Hull Drum Circle

Thank you to everyone who attended the Drum Circle in the park 2022 and to our partners, Pearson Park activity team and Healthy holidays Hull Inclusive intergenerational music making for all ages and experience.

2018 - drum circles in the park for the Refugee council and wider community

Drum Circle in the Park In the summer of 2018, Hull Sound Circles held a ‘Drum Circle in The Park’ at West Park in Hull. The sun was shining, we had a great turn out and received some fantastic feedback. Following on from this event, and by popular demand, we will be holding Drum Circles in The Parks across the city every summer, supported our team of mentees in training. .
The spirit and magic of rhythm expressed on drums and percussion instruments cuts through all ages, religions, races and cultures. ‘Rhythm,’ as Gabriel Roth says, ‘is the mother tongue.’ Rhythm is a universal language known to everyone, even the youngest child, if we can just ‘remember.’ So, in a very objective, yet beautiful way, an interactive rhythm event puts us all on an equal footing with each other and brings us closer together – Arthur Hull

2016 - weekly drum circles

In 2016, Hull Sound Circles delivered the Hull Drum Circle project, funded by the Big Lottery. Hull Drum Circle was facilitated drum circle using an interesting variety of drums and percussion from around the world, the circle was held weekly and open to the local community (15 years upwards). A drum circle is one of the most inclusive musical happenings, bringing together people of all ages and abilities to enjoy recreational music making. It is improvised, in the moment music.

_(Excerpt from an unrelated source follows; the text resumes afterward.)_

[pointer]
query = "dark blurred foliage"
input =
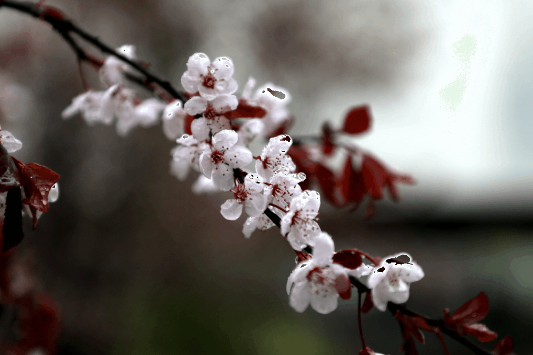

Our drum circles are expansive community experiences in which we aim to accommodate everybody from complete beginners to experienced musicians.  Hull Drum Circle included singing harmony songs, vocal improvisation, West African/Arabic rhythms, along with improvisation. We provided a variety of interesting drums and percussion instruments from around the world, which included drums such as congas, tubanos, darbukas, frame drums and djembes, and percussion instruments, such as hand-held gongs, wah-wah tubes, shakers, wood and different types of bells. People were also welcome to bring their own instruments. The venue was lit with soft lighting, using coloured lights to provide a relaxed atmosphere in which participants could be free to be in the moment without feeling exposed.